We tested different groupings of information inside the Host and Player areas through a clickable Maze prototype, and found some confusion on how to find different things. After that, we landed on a structure similar to the below one.

An example of Regarding Play's sitemap.


With a sitemap in mind, I began to wireframe the application to get a sense of what components would be required to build a small Design System for the product.

Snippets of the Home and Listing page wireframes.


Before building a design system for the product, I wanted to define a strong, extensible color palette that would align with the company's brand and principles. I workshopped with the team to understand their brand principles, and delivered a core color palette based on the principles of trustworthiness, quality and reliability.

I decided to use a rich blue, with a complementary color of Gold as an accent.

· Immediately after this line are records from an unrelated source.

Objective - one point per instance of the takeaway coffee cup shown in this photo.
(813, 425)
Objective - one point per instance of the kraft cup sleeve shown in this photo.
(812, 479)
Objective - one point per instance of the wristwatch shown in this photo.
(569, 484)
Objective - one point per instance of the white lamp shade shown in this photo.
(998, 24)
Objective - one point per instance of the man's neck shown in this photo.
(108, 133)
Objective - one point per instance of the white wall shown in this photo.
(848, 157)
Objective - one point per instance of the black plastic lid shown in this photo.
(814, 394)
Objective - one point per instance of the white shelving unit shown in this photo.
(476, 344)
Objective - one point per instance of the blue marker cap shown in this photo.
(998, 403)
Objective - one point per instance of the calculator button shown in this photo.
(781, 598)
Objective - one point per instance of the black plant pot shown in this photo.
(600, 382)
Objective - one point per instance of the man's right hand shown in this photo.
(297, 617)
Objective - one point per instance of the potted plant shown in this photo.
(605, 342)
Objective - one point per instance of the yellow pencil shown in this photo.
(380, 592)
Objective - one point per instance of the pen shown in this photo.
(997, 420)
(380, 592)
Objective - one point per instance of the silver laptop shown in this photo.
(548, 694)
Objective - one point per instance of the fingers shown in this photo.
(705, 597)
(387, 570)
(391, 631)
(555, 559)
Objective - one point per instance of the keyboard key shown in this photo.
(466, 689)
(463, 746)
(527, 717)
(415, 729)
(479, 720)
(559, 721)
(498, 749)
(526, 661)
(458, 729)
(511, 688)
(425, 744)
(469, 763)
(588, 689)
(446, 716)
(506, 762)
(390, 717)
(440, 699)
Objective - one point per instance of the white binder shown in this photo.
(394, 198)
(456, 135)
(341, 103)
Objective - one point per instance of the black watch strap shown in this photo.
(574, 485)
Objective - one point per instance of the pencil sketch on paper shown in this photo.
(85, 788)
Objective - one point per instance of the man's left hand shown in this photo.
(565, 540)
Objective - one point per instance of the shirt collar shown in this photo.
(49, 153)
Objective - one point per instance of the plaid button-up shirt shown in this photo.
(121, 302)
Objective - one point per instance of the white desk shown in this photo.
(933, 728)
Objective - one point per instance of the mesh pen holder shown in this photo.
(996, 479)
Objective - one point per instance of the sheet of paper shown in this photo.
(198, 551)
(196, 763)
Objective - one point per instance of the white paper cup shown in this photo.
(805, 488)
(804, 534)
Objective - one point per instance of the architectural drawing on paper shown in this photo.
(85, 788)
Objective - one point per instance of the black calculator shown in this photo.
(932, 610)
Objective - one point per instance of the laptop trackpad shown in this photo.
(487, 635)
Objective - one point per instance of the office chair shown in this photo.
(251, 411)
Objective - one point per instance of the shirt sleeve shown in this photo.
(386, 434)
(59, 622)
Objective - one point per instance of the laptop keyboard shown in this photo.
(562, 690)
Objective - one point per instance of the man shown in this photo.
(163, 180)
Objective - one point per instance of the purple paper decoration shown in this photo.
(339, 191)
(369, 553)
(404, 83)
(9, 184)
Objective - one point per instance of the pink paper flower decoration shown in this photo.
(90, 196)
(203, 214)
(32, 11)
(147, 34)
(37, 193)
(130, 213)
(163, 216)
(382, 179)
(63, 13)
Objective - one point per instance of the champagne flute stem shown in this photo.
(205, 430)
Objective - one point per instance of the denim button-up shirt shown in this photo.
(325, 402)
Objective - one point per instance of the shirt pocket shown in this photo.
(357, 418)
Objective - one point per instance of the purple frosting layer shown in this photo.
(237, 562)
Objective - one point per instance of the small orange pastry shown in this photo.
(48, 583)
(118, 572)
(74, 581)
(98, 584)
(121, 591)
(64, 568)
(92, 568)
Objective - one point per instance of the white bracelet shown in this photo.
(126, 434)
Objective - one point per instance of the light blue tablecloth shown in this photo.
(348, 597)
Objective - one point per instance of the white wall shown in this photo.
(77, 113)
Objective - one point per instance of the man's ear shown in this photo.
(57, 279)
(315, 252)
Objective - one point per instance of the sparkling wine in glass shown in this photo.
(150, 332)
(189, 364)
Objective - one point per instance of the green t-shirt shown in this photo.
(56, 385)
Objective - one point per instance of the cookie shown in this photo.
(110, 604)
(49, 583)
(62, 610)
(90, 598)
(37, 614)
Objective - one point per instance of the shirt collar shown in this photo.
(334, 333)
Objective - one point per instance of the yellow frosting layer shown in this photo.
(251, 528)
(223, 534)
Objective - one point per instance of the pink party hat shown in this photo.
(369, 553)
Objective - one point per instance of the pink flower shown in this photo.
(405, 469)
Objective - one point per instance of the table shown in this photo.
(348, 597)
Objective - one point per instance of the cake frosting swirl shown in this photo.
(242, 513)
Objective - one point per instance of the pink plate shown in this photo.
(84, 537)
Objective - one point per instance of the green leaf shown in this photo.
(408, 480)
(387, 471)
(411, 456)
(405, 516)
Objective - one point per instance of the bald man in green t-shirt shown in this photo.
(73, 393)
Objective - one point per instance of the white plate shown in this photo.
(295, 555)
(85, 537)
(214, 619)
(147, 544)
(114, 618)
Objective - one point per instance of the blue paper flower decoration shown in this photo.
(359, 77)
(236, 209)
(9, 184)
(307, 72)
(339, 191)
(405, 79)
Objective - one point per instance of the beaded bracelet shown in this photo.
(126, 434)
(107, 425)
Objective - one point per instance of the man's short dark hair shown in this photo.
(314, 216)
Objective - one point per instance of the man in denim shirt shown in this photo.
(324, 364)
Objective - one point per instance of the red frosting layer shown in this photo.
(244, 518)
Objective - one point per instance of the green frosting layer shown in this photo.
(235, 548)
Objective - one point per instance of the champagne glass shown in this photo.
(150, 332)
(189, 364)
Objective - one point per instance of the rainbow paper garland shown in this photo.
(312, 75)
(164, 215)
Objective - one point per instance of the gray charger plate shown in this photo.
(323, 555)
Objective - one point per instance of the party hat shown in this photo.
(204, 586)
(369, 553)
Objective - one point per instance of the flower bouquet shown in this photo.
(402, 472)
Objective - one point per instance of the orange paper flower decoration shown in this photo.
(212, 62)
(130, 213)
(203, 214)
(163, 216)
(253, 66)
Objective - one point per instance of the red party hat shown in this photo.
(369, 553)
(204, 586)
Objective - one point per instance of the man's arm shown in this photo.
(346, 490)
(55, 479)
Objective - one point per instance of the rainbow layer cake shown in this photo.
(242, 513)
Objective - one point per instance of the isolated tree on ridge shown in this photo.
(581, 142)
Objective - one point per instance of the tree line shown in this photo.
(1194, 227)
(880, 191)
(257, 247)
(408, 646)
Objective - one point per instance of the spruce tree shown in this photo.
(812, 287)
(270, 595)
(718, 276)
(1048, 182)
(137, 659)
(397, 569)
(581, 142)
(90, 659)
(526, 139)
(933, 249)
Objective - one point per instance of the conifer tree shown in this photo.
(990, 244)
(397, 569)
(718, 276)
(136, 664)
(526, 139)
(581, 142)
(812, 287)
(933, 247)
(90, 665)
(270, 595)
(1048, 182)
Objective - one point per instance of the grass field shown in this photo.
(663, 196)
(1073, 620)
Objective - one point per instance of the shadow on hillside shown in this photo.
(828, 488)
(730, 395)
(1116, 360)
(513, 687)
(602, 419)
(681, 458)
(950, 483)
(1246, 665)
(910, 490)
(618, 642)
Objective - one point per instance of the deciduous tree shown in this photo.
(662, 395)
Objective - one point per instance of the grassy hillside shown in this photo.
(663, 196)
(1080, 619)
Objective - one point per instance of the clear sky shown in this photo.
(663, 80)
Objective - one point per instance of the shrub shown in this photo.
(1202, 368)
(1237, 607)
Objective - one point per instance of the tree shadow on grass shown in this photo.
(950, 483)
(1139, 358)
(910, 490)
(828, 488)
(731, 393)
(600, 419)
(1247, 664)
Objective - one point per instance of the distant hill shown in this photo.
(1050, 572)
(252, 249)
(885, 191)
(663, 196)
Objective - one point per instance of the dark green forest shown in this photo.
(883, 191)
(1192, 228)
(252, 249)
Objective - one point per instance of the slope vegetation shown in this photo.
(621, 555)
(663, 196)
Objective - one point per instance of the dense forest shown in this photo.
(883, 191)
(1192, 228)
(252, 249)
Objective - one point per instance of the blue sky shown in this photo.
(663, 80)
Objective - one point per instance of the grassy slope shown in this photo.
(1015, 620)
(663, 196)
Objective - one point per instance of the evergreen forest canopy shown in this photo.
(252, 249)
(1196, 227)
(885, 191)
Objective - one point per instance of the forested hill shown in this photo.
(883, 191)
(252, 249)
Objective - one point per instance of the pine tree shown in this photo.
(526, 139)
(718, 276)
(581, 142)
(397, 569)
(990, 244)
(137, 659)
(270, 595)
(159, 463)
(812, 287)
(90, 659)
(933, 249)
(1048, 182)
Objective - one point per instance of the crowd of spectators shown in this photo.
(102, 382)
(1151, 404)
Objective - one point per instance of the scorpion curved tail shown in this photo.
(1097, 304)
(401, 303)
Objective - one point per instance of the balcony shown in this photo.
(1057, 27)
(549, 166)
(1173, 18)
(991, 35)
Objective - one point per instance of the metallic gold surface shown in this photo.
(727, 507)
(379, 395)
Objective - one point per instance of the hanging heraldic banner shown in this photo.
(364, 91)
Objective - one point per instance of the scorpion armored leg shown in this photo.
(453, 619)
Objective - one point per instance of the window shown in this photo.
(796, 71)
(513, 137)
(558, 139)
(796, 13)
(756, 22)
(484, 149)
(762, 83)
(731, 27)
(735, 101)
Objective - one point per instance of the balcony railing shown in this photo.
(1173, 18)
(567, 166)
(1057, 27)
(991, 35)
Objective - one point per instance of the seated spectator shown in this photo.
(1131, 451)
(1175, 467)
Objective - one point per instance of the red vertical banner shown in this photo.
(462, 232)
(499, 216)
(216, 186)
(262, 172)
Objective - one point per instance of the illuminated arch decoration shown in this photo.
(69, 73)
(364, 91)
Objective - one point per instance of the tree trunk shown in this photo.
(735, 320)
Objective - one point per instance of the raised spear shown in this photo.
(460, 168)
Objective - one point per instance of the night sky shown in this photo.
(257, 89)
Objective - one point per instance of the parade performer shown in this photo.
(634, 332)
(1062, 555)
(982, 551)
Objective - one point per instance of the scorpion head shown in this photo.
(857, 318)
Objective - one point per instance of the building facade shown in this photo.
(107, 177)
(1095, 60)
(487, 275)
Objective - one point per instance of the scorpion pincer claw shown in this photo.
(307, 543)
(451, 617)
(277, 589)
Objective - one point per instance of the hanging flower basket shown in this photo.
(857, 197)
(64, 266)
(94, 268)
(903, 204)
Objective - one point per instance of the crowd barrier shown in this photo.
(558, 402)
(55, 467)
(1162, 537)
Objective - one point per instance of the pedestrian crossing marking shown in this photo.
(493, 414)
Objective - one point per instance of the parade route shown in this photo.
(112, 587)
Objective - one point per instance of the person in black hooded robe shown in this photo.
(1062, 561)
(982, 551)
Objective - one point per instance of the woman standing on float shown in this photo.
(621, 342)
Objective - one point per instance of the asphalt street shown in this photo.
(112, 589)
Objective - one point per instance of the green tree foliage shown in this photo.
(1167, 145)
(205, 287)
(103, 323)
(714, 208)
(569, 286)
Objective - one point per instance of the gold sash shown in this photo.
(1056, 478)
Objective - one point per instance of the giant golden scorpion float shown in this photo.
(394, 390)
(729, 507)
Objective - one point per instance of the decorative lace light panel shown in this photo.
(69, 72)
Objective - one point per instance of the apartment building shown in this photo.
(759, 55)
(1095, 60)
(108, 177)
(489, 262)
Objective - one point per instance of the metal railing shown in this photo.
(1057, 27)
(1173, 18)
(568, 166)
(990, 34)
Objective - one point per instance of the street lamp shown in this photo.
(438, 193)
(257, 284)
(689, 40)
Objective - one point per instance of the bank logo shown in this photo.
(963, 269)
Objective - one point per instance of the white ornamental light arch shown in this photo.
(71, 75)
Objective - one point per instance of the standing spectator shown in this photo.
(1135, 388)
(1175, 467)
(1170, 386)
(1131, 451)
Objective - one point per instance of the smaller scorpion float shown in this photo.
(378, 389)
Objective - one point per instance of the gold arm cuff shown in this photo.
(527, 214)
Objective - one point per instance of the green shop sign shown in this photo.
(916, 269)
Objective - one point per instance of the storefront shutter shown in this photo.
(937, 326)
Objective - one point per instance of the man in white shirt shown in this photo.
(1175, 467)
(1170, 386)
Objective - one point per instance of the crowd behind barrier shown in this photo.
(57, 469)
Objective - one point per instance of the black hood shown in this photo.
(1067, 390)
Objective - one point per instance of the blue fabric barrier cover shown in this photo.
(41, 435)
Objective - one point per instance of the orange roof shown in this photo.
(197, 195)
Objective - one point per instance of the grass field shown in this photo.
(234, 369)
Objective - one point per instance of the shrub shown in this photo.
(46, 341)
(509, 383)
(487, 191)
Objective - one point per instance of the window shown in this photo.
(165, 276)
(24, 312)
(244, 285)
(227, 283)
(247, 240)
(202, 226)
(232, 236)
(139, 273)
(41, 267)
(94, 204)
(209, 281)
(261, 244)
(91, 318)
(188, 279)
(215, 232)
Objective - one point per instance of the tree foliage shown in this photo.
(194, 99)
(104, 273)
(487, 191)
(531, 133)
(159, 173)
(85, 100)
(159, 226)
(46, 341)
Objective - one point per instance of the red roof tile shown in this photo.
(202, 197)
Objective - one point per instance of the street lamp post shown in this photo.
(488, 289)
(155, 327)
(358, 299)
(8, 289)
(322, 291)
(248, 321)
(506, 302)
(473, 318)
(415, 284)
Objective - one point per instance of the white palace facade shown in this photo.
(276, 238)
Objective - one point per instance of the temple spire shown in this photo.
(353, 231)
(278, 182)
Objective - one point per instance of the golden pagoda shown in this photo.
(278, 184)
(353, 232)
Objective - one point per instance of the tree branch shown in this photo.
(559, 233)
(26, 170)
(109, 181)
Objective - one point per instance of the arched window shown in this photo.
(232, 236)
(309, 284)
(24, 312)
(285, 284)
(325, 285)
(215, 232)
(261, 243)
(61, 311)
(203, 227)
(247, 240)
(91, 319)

Regarding Play's core color palette.

Using the primary blue, I then used a square color scheme to obtain color values – which I manually tweaked and lined up to a HSL Lightness value of 50, for other system functions.

From there, I generated 10 shades of each color to provide enough variants for different component types and states. When used as a background, you can see below which text color should be used to meet at least WCAG's AA contrast ratios.

Regarding Play's UI colours.

To tie things up, I decided to use the Lexend font family – as it was designed to reduce visual stress and so improve reading performance.

Design System

With a clear color system, wireframing and strong underlying product structure completed, I began working on a design system that would ensure component consistency across the product.

Examples of Button and Dropdown component.
Examples of Select component.
Examples of Input and Form Item components
Example of initial-state page mockups.


I wireframed and designed over 70 screens for the team and delivered them in a InVision prototype that they used for their main customer demos and pitches.

While the app drummed up a lot of interest in potential clients, it unfortunately never made it to market – but it was a great learning experience.

Responsive version of "Manage Listing" area inside the Hosting section of the website.
Example of Host Inbox area.
Example of the final designs for the Listing page

Example of a mockup for a proposed Regarding Play mobile app - listing page.

Nathan can visualise the most arbitrary system requirement and bring it to life. He's super easy to work with. He’s always down for humouring new ideas as well as bringing some of his own to the table. An all-around fantastic creative collaborator.